Software & Data Management
The proprietary MembraPure Control & Analysis Suite provides real-time instrument supervision, method development tools, and automated peak integration with retention time alignment algorithms. It records over ten critical operational parameters—including pump pressure, column temperature, reactor temperature, detector absorbance, flow rate, and derivatization reagent status—at 1 Hz resolution. Both English and Chinese language interfaces are available.

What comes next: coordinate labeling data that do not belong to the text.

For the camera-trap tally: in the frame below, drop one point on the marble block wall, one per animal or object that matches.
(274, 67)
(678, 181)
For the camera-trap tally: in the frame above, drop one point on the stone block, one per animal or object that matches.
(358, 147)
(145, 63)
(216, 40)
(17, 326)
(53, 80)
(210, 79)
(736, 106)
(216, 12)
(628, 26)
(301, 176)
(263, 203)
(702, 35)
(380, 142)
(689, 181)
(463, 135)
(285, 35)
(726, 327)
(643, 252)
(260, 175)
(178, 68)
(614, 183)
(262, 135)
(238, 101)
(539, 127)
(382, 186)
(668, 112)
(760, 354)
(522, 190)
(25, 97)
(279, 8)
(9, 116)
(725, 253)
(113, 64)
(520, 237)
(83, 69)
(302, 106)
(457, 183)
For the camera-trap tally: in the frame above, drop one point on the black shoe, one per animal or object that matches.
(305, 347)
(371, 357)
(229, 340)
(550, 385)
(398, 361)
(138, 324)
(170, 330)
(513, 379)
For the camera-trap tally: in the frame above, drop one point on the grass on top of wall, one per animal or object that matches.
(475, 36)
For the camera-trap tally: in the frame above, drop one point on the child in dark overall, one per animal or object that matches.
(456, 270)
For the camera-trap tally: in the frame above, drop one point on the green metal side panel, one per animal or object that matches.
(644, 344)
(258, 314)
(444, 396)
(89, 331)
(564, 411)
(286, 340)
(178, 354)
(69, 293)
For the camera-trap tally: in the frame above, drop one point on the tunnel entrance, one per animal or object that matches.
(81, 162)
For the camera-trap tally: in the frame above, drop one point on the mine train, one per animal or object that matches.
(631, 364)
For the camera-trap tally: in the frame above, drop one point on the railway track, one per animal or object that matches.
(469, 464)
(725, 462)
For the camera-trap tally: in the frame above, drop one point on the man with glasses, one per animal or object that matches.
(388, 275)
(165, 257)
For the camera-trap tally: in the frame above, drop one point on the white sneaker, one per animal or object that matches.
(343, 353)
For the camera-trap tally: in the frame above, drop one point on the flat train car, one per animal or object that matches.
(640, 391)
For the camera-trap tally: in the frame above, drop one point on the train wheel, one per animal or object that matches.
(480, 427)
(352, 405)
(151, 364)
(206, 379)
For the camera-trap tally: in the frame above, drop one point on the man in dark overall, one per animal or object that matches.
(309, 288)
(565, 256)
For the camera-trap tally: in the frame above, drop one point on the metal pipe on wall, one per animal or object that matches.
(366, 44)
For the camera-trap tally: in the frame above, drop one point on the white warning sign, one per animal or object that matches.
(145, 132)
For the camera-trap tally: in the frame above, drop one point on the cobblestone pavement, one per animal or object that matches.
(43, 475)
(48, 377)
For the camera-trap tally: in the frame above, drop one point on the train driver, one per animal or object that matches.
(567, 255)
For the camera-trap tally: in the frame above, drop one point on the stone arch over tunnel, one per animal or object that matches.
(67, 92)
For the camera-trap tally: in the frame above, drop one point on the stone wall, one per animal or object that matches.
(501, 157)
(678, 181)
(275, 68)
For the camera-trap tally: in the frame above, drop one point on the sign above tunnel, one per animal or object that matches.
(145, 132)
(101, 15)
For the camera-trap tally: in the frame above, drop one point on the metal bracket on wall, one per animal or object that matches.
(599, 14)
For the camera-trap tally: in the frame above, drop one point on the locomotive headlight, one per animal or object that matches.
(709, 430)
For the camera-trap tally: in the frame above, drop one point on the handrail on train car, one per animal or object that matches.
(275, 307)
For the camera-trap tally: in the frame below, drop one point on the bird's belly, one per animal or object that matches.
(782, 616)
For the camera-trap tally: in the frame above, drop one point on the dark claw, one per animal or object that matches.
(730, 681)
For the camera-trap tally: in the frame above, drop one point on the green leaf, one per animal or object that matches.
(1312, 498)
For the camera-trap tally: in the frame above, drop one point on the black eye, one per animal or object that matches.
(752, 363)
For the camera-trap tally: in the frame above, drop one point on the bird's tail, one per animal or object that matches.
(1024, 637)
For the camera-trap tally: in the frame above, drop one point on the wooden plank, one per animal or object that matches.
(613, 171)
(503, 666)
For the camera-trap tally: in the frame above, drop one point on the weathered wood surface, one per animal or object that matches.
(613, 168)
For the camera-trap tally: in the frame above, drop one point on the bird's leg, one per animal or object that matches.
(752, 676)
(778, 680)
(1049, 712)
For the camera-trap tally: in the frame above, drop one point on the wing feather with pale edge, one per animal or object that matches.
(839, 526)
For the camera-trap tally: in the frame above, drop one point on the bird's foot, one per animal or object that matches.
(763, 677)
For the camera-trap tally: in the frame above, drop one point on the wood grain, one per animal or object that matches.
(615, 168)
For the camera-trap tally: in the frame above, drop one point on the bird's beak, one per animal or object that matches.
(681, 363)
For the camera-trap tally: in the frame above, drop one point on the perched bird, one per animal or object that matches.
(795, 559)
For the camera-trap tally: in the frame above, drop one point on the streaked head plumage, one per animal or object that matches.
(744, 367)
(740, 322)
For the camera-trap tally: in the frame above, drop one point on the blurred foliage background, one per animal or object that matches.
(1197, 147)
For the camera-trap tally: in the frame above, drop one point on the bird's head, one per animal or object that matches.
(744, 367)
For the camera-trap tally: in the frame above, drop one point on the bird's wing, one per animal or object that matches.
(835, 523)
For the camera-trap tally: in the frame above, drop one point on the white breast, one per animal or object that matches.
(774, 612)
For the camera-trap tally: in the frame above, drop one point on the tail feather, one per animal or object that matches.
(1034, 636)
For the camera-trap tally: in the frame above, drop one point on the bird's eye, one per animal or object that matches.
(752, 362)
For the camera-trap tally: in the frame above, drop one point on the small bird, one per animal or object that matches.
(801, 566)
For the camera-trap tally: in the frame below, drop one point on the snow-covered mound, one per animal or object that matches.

Raw data files conform to ASTM E1327-22 standards for chromatographic data exchange, and export formats include CSV, PDF reports, and vendor-neutral .cdf (NetCDF) for third-party statistical or multivariate analysis platforms.
Applications
- Quantitative profiling of essential and non-essential amino acids in nutritional supplements and infant formula per Codex Alimentarius standards
- Quality control of therapeutic peptides and recombinant proteins during biomanufacturing process development
- Clinical diagnostics of inborn errors of metabolism (e.g., phenylketonuria, maple syrup urine disease) via plasma/urine amino acid screening
- Stability-indicating assays for amino acid-containing APIs under ICH Q5C guidelines
- Research-grade characterization of microbial metabolomes and plant secondary metabolite pathways
FAQ
Does the A300 require separate methods for hydrolyzed and free amino acid analysis?

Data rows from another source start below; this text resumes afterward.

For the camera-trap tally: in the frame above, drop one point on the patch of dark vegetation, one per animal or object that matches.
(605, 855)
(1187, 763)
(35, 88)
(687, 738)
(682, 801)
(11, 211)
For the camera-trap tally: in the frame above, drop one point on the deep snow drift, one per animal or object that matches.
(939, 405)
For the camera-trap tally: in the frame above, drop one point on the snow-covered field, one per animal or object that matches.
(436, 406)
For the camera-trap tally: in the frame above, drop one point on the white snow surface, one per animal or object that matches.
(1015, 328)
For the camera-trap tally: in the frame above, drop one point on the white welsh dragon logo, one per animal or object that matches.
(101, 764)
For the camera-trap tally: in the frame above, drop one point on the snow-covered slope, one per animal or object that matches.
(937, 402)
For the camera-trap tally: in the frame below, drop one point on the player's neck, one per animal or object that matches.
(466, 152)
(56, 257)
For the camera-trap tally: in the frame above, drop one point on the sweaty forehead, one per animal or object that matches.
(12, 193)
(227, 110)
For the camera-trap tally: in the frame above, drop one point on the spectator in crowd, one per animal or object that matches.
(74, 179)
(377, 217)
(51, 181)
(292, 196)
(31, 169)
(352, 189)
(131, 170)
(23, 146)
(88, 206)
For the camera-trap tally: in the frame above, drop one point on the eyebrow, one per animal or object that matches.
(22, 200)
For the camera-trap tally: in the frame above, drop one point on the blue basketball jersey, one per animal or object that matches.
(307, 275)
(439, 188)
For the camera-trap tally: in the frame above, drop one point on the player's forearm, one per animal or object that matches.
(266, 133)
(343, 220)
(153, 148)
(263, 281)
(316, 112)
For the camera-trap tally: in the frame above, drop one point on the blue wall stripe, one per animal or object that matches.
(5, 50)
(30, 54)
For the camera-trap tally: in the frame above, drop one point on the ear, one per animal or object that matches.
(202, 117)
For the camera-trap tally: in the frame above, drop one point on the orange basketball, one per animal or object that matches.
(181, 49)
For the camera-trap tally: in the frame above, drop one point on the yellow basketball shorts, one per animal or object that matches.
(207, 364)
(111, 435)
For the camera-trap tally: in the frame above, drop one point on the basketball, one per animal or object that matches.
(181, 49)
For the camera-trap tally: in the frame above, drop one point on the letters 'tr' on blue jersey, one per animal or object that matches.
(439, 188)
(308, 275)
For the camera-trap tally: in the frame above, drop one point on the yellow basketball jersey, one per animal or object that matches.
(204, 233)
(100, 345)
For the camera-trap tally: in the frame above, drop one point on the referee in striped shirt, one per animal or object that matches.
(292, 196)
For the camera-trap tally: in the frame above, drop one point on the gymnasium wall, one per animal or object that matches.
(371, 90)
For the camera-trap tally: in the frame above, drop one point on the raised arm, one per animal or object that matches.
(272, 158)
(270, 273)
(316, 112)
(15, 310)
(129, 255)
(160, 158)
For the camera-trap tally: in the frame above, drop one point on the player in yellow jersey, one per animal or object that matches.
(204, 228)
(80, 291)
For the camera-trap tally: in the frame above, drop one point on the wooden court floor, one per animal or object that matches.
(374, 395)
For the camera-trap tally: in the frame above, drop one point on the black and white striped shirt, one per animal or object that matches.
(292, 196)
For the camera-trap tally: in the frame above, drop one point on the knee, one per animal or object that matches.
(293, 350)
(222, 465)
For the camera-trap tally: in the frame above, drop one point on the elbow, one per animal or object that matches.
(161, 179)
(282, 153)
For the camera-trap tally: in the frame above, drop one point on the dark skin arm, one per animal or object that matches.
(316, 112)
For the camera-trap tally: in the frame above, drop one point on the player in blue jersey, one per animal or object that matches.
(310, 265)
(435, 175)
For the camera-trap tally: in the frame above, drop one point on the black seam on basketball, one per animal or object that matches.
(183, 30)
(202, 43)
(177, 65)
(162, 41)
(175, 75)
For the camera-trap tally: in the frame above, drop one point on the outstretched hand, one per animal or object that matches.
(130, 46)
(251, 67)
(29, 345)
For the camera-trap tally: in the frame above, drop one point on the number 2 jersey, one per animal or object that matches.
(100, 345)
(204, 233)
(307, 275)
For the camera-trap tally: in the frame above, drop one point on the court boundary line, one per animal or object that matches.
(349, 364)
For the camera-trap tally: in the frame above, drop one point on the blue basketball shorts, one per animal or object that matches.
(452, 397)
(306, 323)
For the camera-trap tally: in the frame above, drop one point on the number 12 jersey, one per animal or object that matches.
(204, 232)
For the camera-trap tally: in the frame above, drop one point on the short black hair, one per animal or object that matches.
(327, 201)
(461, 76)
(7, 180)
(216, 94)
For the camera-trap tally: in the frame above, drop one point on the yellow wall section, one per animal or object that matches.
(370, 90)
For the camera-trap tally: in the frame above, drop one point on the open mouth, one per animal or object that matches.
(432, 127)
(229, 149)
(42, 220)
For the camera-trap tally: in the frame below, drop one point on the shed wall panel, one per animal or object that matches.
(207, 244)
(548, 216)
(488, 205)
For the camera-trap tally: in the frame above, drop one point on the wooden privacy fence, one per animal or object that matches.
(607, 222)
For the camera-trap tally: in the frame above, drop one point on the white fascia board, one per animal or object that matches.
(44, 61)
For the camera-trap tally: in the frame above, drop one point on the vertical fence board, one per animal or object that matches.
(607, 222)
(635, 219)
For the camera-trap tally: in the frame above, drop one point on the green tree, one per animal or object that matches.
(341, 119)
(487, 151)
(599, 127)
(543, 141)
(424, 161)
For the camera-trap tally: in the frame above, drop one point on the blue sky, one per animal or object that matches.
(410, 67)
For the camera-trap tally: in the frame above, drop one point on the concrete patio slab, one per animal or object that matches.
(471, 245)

No—the system uses lithium-based and sodium-based elution protocols within a single method framework, eliminating column or buffer swaps between hydrolysate and physiological fluid analyses.
Can the A300 be integrated into a laboratory information management system (LIMS)?
Yes, via standard OPC UA or HL7 interfaces; raw data and metadata are exportable in compliant formats for LIMS ingestion and electronic record archiving.
What column dimensions and particle sizes are supported?
Standard configurations include 100 mm, 125 mm, and 150 mm column lengths with 3 µm, 5 µm, and 7 µm particle size options—optimized for resolution, speed, and pressure compatibility.
Is helium mandatory for inert gas protection?
No—either nitrogen or helium may be used; system design minimizes oxygen exposure regardless of carrier gas choice, ensuring reagent stability and reduced baseline drift.
How is calibration traceability ensured?
Certified reference materials (CRMs) traceable to NIST SRM 2389a (Amino Acid Calibration Standard) or equivalent are recommended; calibration curves are stored with full metadata including date, operator ID, and instrument state logs.